Prep Time: 15 min
Total Time: 60 min
2 tsp canola oil
1 clove garlic
1 large Spanish onion
2 lbs ground beef, lean
1 lbs ground pork
1 cup Grape Nuts
½ cup whole milk
2 tbsp horseradish, prepared (strained)
1 tsp Worcestershire
1/4 tsp kosher salt
1 tbsp freshly ground black pepper
1/3 cup and 1/4 cup ketchup
1/4 cup fresh chives, chopped
1/4 cup flat leaf parsly, chopped
2 tbsp fresh thyme, chopped
Preheat oven to 375°F. Prepare baking sheet with silpat (silicone baking mat) or parchment paper.
In large skillet over medium heat, sweat onions and garlic in canola oil until soft and translucent (no color). Remove from heat and transfer to plate. Cool in refrigerator.
In small mixing bowl, whisk together eggs and egg yolks. Add Grape Nuts, milk, horseradish and Worcestershire. Stir to incorporate. Allow to set for 10-15 minutes for Grape Nuts to soften.

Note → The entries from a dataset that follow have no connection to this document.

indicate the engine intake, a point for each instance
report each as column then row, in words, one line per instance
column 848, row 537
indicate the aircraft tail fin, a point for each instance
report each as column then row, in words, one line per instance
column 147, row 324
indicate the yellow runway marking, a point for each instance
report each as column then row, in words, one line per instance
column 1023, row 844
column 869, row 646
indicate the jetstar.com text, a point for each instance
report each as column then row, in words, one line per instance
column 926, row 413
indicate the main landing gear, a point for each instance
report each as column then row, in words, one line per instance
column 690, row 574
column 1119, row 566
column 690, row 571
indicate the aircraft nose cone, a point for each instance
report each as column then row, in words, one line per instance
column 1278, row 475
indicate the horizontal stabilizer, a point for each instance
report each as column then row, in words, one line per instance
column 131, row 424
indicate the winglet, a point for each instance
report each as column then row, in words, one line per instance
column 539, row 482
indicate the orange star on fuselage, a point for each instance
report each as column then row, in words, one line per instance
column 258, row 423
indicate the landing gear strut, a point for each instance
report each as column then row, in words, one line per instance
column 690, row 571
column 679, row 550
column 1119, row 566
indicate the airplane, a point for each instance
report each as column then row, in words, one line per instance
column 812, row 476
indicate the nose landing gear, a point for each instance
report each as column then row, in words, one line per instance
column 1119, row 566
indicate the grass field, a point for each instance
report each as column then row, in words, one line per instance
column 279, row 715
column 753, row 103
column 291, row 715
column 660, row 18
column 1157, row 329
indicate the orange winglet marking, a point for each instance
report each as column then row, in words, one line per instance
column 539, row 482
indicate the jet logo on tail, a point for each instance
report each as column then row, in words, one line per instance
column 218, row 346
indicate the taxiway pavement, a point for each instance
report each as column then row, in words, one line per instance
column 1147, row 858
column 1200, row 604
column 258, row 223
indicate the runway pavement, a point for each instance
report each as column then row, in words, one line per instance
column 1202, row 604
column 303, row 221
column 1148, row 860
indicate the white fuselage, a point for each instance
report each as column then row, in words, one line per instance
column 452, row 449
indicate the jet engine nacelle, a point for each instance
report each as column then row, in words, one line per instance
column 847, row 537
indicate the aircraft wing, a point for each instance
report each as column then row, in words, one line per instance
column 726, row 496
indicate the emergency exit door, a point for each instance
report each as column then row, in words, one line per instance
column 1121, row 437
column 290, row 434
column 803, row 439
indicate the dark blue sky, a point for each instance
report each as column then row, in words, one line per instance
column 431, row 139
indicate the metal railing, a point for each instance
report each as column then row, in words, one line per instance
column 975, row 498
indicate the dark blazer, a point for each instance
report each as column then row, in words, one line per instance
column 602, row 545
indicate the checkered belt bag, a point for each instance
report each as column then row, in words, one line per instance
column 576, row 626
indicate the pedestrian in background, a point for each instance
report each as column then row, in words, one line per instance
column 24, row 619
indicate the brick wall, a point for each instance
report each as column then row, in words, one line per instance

In large mixing bowl, mix together ground beef and ground pork with hands until incorporated. Add cooled onion mixture, ketchup, salt, pepper, herbs and Grape Nuts mixture. Mix well.
Note: To test for seasoning, make a small meat patty (2-inch diameter) and sauté in skillet. Allow to cool and taste for seasoning. If under-seasoned, add more salt and/or pepper. Once combined, transfer the meatloaf mixture to the prepared baking sheet and firmly form into a brick shape, about 2 to 3-inches high by 5-inches wide. Meat should be compact, not loose. Bake at 375°F for 20 minutes. Remove meatloaf from oven and brush the remaining ¼ cup ketchup over the top of the loaf. Return to oven and continue baking for 15-25 minutes more, until internal temperature reaches 160°F. Remove from oven and allow to rest for at least 10 minutes before serving. Sprinkle with fresh chopped parsley and chives.
Meatloaf is best mixed by hand, not a spoon. Wear latex gloves if the idea of touching raw meat makes you squeamish.